Information on transport protocol support
A transport protocol is typically used for transporting payloads (data bytes) exceeding the capacity of a single bus frame. If a payload cannot fit into a single frame, it is segmented into parts and transmitted using multiple frames. The receiving device is responsible for reassembling these segments back into the original payload. Upon successful reassembly, the receiver presents the full payload to the upper layer (as if the payload had been transported by a single frame).
Many different proprietary and open transport protocol specifications exist.
Generally, segmented transport of payloads can either be broadcast (1 to n) or one-to-one (1 to 1). One-to-one communication optionally allows for the use of flow-control. Below figure illustrates a (generalized and simplified) transport of segments as broadcast (without flow-control) and as one-to-one (with flow-control).
Supported transport protocols
The decoders use the input DBC file(s) for configuration of transport protocols. See the DBC section for information on how to configure transport protocols.
Note
Decoding rules (defined by the DBC file(s)) are applied to fully reassembled payloads (with transport protocol specific headers etc. removed).

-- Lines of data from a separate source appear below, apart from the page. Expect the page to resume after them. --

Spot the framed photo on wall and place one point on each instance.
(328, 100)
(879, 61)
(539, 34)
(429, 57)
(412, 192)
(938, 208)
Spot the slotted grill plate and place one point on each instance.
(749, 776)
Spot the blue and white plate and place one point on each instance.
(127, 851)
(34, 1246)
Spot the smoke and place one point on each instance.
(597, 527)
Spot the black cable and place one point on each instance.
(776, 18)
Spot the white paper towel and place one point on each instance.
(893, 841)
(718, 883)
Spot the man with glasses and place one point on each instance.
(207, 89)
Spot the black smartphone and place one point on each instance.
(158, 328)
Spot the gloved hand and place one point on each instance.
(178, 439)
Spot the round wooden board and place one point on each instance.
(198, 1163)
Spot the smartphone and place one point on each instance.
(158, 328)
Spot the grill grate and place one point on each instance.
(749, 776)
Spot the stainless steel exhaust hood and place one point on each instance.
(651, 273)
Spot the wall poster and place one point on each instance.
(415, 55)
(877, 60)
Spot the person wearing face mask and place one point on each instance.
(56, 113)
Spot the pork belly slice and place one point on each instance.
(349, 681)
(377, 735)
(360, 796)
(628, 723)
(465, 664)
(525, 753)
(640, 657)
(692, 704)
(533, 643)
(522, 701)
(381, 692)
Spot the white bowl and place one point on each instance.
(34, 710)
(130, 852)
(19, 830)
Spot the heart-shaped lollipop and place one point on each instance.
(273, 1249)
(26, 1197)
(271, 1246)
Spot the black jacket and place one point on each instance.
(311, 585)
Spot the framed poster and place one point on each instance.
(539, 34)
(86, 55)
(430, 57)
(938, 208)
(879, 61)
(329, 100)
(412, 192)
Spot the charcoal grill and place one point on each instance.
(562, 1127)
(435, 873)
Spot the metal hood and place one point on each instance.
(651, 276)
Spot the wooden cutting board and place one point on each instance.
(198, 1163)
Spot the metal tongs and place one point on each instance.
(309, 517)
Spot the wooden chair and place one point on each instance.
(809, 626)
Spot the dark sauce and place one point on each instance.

The following transport protocols are supported:
Timestamping
The reassembled messages are timestamped using the timestamp of the final segment.
Flow-control
Some transport protocols support flow-control. The reassembly generally ignores flow-control messages.
Concurrent / interleaved sessions
Multiple concurrent / interleaved transport protocol sessions are supported.
File crossing
Transport protocol reassembly is continued when crossing consecutive input log files. A transition between two non-consecutive log files aborts all active transport protocol sessions.